HTTP
Fix a disabled HTTP protocol on your Bitping Node — internet connectivity, restrictive firewalls, transparent proxies, and DNS issues
Overview
HTTP failures at startup are uncommon — this protocol has minimal system requirements. The node tests HTTP by making a request to bitping.com when it starts. If that request fails, HTTP shows as disabled.
Common Causes
Check your internet connection. The simplest cause is no working network. Confirm a basic HTTPS request succeeds:
curl -v https://bitping.com
Check for restrictive firewalls or proxies. Corporate firewalls or transparent proxies may block or interfere with outbound HTTPS traffic. If curl returns a TLS error or a 403 you didn’t expect, you’re likely behind a filtering proxy.

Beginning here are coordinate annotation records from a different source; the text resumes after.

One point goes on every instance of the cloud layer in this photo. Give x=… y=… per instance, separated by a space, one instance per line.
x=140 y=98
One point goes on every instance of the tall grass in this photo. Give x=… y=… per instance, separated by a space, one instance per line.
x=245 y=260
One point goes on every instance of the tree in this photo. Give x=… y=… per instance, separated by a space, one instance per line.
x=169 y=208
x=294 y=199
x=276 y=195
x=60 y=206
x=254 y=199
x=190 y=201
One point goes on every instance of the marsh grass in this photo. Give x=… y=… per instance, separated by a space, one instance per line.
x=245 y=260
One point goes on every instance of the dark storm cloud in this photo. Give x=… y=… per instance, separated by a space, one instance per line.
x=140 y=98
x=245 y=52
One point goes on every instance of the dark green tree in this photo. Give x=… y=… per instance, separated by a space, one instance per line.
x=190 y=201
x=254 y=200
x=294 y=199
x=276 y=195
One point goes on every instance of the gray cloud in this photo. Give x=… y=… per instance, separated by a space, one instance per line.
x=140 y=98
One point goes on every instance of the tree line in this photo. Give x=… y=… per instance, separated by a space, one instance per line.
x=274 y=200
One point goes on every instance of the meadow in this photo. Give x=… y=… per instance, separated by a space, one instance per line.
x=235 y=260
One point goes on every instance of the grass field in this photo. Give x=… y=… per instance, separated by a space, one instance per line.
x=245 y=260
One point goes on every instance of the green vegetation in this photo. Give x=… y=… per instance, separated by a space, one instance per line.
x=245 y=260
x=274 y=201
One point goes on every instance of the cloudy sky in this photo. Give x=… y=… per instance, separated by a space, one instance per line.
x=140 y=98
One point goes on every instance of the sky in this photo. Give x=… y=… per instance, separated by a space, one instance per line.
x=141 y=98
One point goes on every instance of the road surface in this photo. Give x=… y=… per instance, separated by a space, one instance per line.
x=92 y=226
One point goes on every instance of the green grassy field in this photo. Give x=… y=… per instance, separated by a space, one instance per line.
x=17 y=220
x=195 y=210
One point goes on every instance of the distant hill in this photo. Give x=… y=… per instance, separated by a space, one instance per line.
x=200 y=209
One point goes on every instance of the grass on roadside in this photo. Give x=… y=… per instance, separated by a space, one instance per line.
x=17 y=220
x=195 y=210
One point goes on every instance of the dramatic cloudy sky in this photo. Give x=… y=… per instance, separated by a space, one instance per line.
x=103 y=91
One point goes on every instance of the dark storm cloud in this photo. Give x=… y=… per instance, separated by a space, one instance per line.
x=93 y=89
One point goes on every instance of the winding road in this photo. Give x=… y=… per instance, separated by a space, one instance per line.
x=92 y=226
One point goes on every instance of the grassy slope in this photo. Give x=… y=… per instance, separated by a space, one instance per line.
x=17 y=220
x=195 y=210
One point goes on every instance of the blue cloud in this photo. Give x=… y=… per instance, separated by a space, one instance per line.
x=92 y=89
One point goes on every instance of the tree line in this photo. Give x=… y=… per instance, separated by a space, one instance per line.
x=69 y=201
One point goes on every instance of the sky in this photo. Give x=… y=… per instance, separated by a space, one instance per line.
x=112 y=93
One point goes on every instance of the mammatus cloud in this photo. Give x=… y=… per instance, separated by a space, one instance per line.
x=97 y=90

Check for DNS issues. If your node can’t resolve domain names, HTTP requests will also fail. The HTTP check needs to resolve bitping.com before it can even connect. See Troubleshooting Connectivity for DNS-specific debugging.
Verify From the Same Host
The most useful test is the one that runs from the same machine as the node:
# Resolves DNS and connects
curl -v https://bitping.com
# DNS-only check
nslookup bitping.com
If curl works but the node still reports HTTP as disabled, restart the node — capability checks run once at startup.